FCG: graphics pipeline overview. Extract: the conceptual stages (model → world → view → clip → NDC → screen) so the loop knows what the renderer will eventually do.
MGPV: Vulkan instance/device/swapchain overview (preview only — don’t implement yet). Extract: the taxonomy of objects Week 2 will instantiate.
3DMP (review): coordinate-system and transform conventions. Extract: row- vs column-vector convention and why \(M_{world\to camera}=M_{camera\to world}^{-1}\).
(Linear maps, homogeneous transforms, and quaternions: assumed from Course 5.)

Key Concepts

Coordinate conventions, fixed now

Adopt a right-handed world frame and the ISO 8855 vehicle body frame (\(+x\) forward, \(+y\) left, \(+z\) up); never deviate. Represent rigid transforms as \(4\times4\) homogeneous matrices \(T=\begin{bmatrix}R&t\\0&1\end{bmatrix}\) and read composition right-to-left. Mismatched frame conventions are the single largest source of integration bugs in robotics codebases; one documented convention prevents most of them.

Fixed vs variable timestep

A naive loop ticks simulation by dt = now - last, which is non-reproducible (float accumulation differs run-to-run) and destabilizes integrators on frame spikes. The canonical accumulator pattern fixes it:

constexpr double kSimDt = 1.0 / 120.0;  // 120 Hz simulation
double accumulator = 0.0;
auto last = clock::now();
while (running) {
    auto now = clock::now();
    double frame = std::chrono::duration<double>(now - last).count();
    last = now;
    accumulator += std::min(frame, 0.25);   // clamp spiral-of-death
    while (accumulator >= kSimDt) { sim.step(kSimDt); accumulator -= kSimDt; }
    double alpha = accumulator / kSimDt;     // [0,1) render interpolation
    renderer.render(sim.state(), alpha);
}

Two runs with the same input sequence then produce identical simulation states regardless of frame rate.
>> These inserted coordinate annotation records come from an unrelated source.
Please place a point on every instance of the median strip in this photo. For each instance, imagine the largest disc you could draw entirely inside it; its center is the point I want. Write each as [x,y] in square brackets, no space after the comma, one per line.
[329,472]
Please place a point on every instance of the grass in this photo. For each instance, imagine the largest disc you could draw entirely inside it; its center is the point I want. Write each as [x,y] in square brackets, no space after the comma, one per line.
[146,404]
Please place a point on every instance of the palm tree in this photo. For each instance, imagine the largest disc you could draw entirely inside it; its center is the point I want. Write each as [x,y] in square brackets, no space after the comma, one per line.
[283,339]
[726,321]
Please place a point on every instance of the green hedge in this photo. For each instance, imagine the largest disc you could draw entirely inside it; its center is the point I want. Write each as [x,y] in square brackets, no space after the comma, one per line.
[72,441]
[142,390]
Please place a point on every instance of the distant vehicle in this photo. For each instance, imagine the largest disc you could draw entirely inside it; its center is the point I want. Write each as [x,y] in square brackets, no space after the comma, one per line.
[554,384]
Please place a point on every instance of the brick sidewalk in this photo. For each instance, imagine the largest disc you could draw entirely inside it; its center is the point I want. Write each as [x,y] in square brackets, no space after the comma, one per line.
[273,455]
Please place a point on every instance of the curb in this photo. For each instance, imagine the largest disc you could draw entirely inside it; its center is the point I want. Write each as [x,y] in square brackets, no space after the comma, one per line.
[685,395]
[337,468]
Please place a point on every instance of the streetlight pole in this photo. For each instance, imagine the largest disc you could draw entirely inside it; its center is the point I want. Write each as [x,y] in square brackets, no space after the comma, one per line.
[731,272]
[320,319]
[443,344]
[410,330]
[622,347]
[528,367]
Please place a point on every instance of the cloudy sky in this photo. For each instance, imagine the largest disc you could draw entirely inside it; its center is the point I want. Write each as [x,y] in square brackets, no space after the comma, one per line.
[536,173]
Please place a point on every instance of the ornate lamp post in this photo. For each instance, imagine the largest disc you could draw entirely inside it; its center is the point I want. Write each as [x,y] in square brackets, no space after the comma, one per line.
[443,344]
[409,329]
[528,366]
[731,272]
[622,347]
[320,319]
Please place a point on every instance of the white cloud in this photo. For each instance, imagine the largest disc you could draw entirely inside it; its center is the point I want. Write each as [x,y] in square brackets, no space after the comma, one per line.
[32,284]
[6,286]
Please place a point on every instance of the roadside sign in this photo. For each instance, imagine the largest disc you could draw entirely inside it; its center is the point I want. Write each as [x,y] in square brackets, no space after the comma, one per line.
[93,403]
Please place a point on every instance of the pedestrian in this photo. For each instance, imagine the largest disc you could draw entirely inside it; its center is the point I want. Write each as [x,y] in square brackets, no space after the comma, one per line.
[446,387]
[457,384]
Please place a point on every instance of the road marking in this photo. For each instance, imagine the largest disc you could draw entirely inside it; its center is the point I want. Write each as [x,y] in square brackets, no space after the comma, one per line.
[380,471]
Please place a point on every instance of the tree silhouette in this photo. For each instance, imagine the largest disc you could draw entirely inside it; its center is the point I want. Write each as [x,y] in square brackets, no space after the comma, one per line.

Why separate sim and render

Rendering is non-deterministic in wall-clock terms (GPU scheduling, thermal state); letting it drive physics couples the world to that noise. Sensors need fixed cadences (a 30 Hz camera fires every 4 ticks at 120 Hz). Headless scenario runs (Week 9) must advance simulation as fast as possible with no rendering. The architecture must support all three without scattered conditionals.

Theory Exercises

Given \(T_{cam\to world}\), derive the view matrix and show the rigid-inverse shortcut \(T^{-1}=\begin{bmatrix}R^\top&-R^\top t\\0&1\end{bmatrix}\).
Explain model, world, view, and projection spaces and what each transform is responsible for.
Prove that composing transforms corresponds to changing coordinate frames.
Contrast fixed and variable timestep; explain why a semi-implicit Euler integrator destabilizes on a dt spike.
Explain why simulation and render updates must be separated, with a sensor-cadence example.

Implementation

Build the engine skeleton: a Window RAII wrapper over GLFW, a Logger, a latched input snapshot, and the accumulator loop above with std::chrono::steady_clock. Wrap math in GLM with GLM_FORCE_DEPTH_ZERO_TO_ONE and GLM_FORCE_RADIANS defined globally (Vulkan clip-space Z is \([0,1]\)). Add GoogleTest with transform/quaternion/accumulator unit tests, including associativity of transform composition to catch left/right-multiply errors.

Benchmark

Measure four numbers every frame in an ImGui overlay (stub now): total frame time, sim update time, render time, input latency. Use a ScopeTimer RAII helper; report mean + p99 over a sliding 1-second window. Disable V-sync (glfwSwapInterval(0)) during benchmarking.

Expected baselines: with a clear-color stub, total frame ~1 ms, sim update ~0.05 ms (empty world), input latency under ~2 ms. Determinism check: identical input sequences yield bitwise-identical sim state across runs.

Connections

This loop is the spine. Week 2 plugs Vulkan into the render slot; Week 3 feeds real meshes through the transform pipeline; Week 6’s vehicle physics is reproducible only because the timestep is fixed; Week 9’s scenario regression tests are deterministic only because the loop is. Course 5’s linear algebra is the math under the transform conventions established here.